I'm afraid I also don't think you have this right conceptually. An async implementation that does multiple ("embarrassingly parallel") tasks in the same process - whether that is DB IO waiting or microservice IO waiting - is not necessarily a performance improvement over a sync version that just starts more workers and has the OS kernel scheduler organise things. In fact in practice an async version is normally lower throughput, higher latency and more fragile. This is really what I'm getting at when I say async is not faster.
Fundamentally, you do not waste "3 billion cpu cycles" waiting 1000ms for an external service. Making alternative use of the otherwise idle CPU is the purpose (and IMO the proper domain of) operating systems.
john-radio|5 years ago
Sure, the operating system can find other things to do with the CPU cycles when a program is IO-locked, but that doesn't help the program that you're in the situation of currently trying to run.
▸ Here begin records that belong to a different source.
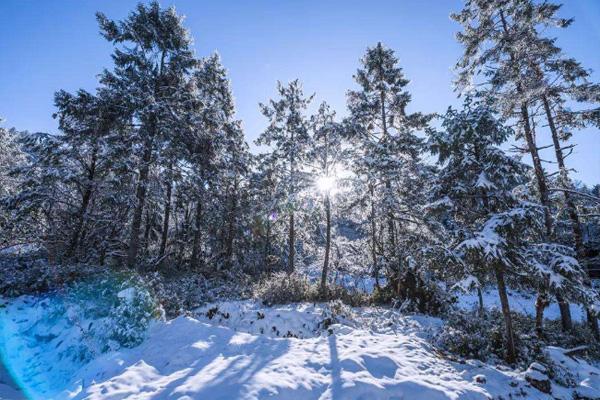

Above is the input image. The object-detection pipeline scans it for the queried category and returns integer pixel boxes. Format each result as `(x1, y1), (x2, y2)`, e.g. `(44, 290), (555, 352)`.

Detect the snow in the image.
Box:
(0, 299), (600, 400)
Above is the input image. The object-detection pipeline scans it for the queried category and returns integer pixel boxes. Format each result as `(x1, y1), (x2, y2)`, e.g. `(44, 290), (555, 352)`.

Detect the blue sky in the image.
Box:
(0, 0), (600, 184)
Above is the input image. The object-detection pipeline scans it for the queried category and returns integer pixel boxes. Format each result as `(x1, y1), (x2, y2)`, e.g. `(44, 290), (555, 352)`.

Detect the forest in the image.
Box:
(0, 0), (600, 399)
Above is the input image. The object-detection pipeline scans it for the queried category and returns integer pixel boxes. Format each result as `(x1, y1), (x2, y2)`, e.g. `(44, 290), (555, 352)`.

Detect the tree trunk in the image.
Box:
(321, 194), (331, 294)
(127, 140), (152, 268)
(225, 178), (238, 268)
(542, 95), (600, 339)
(494, 266), (517, 364)
(288, 211), (296, 274)
(535, 291), (548, 339)
(369, 185), (380, 288)
(500, 10), (572, 330)
(66, 146), (98, 260)
(158, 171), (173, 257)
(191, 199), (202, 269)
(556, 293), (573, 332)
(477, 286), (484, 318)
(144, 209), (152, 254)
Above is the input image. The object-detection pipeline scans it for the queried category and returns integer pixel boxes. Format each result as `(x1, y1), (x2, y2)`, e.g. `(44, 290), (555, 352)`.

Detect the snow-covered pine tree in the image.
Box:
(55, 90), (128, 259)
(97, 1), (196, 266)
(452, 0), (572, 330)
(428, 97), (597, 362)
(256, 80), (313, 273)
(308, 102), (347, 293)
(0, 125), (27, 249)
(347, 43), (430, 294)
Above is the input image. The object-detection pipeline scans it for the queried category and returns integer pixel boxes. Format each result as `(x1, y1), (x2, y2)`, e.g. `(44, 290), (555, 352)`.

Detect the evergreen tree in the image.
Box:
(309, 103), (347, 293)
(452, 0), (572, 330)
(97, 1), (196, 266)
(348, 43), (430, 288)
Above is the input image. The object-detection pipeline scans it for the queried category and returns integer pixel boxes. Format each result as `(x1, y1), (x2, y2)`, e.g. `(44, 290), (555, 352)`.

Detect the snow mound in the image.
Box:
(61, 301), (600, 400)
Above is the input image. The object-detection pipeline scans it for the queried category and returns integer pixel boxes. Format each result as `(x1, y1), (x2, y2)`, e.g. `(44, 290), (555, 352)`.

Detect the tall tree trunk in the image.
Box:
(477, 286), (484, 318)
(369, 185), (380, 288)
(379, 86), (397, 261)
(542, 95), (600, 339)
(144, 208), (152, 254)
(321, 193), (331, 294)
(225, 177), (238, 268)
(535, 291), (548, 339)
(66, 146), (98, 259)
(494, 266), (517, 364)
(191, 199), (202, 269)
(158, 177), (173, 257)
(288, 211), (296, 274)
(127, 139), (152, 268)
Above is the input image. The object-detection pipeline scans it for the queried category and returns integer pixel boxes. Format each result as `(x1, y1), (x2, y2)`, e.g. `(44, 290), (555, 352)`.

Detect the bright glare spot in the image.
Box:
(316, 176), (336, 193)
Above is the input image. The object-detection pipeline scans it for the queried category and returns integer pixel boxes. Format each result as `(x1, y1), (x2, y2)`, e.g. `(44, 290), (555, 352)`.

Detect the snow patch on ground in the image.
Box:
(0, 299), (600, 400)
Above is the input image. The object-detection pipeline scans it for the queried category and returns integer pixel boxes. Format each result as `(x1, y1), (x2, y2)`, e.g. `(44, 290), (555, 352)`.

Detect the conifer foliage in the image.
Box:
(0, 0), (600, 363)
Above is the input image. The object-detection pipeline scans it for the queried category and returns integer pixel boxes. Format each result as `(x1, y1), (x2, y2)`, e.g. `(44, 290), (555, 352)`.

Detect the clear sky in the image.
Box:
(0, 0), (600, 184)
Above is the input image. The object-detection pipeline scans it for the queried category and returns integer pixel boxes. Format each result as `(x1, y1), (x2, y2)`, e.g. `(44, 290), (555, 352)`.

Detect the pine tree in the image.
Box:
(308, 102), (347, 293)
(347, 43), (430, 290)
(428, 97), (596, 362)
(97, 1), (196, 266)
(452, 0), (572, 330)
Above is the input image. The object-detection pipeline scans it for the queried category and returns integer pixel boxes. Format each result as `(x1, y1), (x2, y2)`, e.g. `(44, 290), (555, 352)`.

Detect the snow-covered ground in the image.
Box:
(0, 298), (600, 400)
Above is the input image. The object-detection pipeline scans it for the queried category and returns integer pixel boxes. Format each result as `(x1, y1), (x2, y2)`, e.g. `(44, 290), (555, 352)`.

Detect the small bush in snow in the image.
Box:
(436, 310), (600, 368)
(253, 272), (318, 305)
(0, 252), (98, 297)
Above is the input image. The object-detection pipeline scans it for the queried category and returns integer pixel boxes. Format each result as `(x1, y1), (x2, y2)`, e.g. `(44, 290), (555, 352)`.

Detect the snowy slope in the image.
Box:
(0, 300), (600, 400)
(59, 302), (600, 400)
(457, 288), (586, 321)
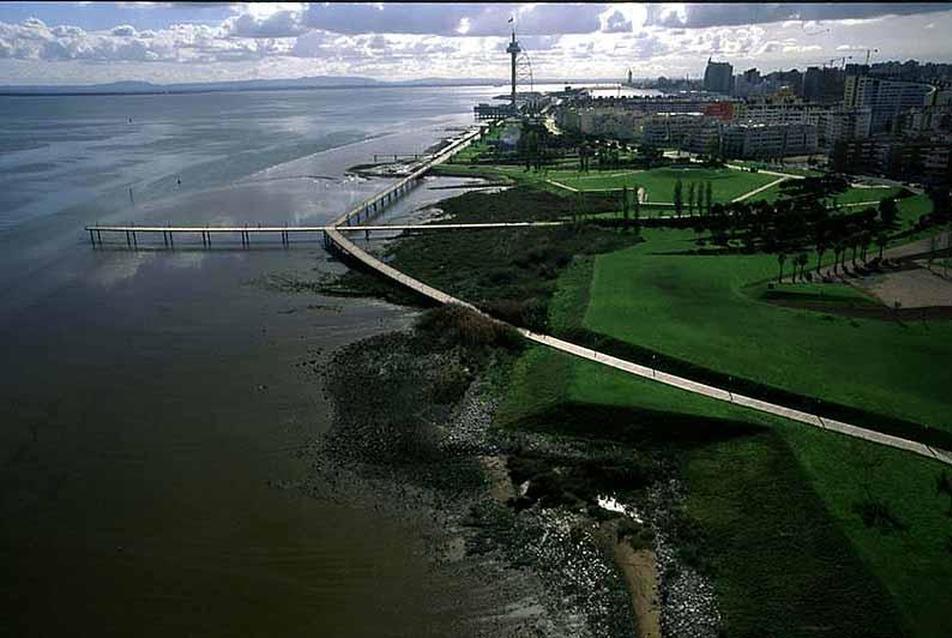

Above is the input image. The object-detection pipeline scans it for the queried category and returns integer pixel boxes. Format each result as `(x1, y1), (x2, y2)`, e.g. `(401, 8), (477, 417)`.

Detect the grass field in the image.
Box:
(548, 168), (777, 202)
(499, 258), (952, 638)
(582, 230), (952, 431)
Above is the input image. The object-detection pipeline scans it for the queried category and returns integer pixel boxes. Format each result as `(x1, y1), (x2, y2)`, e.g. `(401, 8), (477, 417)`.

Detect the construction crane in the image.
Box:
(824, 55), (853, 68)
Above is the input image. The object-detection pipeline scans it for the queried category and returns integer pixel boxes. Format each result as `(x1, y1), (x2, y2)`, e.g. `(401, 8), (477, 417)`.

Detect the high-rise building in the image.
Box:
(803, 66), (845, 102)
(704, 58), (734, 95)
(722, 124), (817, 159)
(843, 64), (935, 134)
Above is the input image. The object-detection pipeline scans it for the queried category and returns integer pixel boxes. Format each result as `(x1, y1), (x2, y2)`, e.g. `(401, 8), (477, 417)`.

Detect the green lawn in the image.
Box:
(751, 184), (902, 208)
(548, 168), (777, 202)
(498, 258), (952, 638)
(583, 230), (952, 431)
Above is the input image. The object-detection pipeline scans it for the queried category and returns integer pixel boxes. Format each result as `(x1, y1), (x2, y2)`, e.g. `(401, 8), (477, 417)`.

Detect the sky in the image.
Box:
(0, 2), (952, 84)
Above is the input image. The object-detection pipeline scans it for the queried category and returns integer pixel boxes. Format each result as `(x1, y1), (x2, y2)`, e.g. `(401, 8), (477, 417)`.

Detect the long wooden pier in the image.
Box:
(86, 221), (570, 246)
(85, 125), (494, 248)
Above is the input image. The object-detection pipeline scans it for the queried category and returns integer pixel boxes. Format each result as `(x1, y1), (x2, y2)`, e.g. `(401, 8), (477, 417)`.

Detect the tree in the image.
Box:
(621, 186), (628, 226)
(633, 184), (641, 223)
(797, 253), (810, 281)
(879, 197), (899, 227)
(674, 179), (684, 217)
(935, 470), (952, 516)
(876, 233), (889, 261)
(860, 231), (873, 265)
(926, 186), (952, 221)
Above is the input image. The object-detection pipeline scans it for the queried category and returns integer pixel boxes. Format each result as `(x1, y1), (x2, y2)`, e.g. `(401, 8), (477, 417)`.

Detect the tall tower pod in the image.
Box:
(506, 27), (522, 113)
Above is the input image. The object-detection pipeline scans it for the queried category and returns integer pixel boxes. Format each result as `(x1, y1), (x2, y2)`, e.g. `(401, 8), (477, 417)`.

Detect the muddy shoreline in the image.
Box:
(303, 298), (719, 638)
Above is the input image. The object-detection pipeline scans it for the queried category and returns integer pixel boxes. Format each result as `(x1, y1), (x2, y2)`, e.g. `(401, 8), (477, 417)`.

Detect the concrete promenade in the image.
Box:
(325, 124), (952, 465)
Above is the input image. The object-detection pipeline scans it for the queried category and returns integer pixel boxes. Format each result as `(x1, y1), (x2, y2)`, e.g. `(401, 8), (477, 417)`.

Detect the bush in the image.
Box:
(482, 297), (548, 331)
(416, 304), (521, 349)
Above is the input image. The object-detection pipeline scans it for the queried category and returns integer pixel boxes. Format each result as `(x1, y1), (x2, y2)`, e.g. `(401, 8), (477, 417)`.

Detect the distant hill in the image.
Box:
(0, 76), (628, 95)
(0, 76), (503, 95)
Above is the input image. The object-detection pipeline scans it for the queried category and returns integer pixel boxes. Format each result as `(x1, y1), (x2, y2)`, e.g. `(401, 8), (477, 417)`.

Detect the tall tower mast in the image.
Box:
(506, 25), (522, 113)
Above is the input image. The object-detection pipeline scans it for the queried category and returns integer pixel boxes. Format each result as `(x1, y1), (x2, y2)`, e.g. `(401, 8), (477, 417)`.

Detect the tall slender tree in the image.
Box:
(621, 186), (629, 226)
(777, 252), (787, 284)
(674, 178), (684, 217)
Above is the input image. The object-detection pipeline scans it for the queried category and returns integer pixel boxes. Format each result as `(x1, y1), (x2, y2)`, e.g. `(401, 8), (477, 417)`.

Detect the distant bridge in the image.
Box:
(86, 221), (570, 247)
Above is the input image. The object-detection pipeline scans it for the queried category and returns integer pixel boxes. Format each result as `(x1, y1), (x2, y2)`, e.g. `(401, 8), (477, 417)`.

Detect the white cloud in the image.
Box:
(109, 24), (138, 37)
(0, 3), (952, 83)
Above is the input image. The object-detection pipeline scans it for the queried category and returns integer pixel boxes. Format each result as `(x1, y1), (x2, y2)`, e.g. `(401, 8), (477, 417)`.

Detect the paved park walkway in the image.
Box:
(328, 222), (952, 465)
(326, 132), (952, 465)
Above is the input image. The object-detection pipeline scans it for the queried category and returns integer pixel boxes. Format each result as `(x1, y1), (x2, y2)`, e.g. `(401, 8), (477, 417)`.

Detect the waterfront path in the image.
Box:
(325, 126), (952, 465)
(328, 229), (952, 465)
(85, 221), (569, 243)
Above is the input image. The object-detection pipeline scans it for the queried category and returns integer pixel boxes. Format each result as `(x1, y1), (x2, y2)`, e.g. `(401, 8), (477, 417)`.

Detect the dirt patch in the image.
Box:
(479, 456), (516, 504)
(853, 268), (952, 317)
(613, 540), (661, 638)
(765, 299), (952, 321)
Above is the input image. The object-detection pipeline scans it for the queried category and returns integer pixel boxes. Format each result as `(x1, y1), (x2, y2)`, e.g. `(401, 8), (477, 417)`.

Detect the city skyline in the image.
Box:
(0, 3), (952, 84)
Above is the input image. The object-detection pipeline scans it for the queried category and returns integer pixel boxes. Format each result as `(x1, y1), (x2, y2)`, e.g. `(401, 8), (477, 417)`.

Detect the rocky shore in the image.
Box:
(305, 309), (719, 638)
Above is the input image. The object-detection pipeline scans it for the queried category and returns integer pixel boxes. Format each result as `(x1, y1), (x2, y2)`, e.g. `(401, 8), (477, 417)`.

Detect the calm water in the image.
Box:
(0, 87), (497, 636)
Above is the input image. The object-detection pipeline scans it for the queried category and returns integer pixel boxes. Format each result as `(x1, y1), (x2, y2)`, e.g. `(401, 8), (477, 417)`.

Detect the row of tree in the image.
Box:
(674, 179), (714, 217)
> An async implementation that does multiple ("embarrassingly parallel") tasks in the same process - whether that is DB IO waiting or microservice IO waiting - is not necessarily a performance improvement over a sync version that just starts more workers and has the OS kernel scheduler organise things. In fact in practice an async version is normally lower throughput, higher latency and more fragile. This is really what I'm getting at when I say async is not faster.
You're right. "Arbitrary programs will run faster" is not the promise of Python async.
Python async does help a program work faster in the situation that phodge just described (waiting for web requests, or waiting for a slow hardware device), since the program can do other things while waiting for the locked IO (unlike a Python program that does not use async and could only proceed linearly through its instructions). That's the problem that Python asyncio purports to solve. It is still subject to the Global Interpreter Lock, meaning it's still bound to one thread. (Python's multiprocessing library is needed to overcome the GIL and break out a program into multiple threads, at the cost that cross-thread communication now becomes expensive).
brightball|5 years ago
On the web when the bulk of your application code time is waiting on APIs, database queries, external caches or disk I/O it creates a dramatic increase in the capacity of your server if you can do it with minimal RAM overhead.
It's one of the big reasons I've always wanted to see Techempower create a test version that continues to increase concurrency beyond 512 (as high as maybe 10k). I think it would be interesting.
arghwhat|5 years ago
This is very true, especially when actual work is involved.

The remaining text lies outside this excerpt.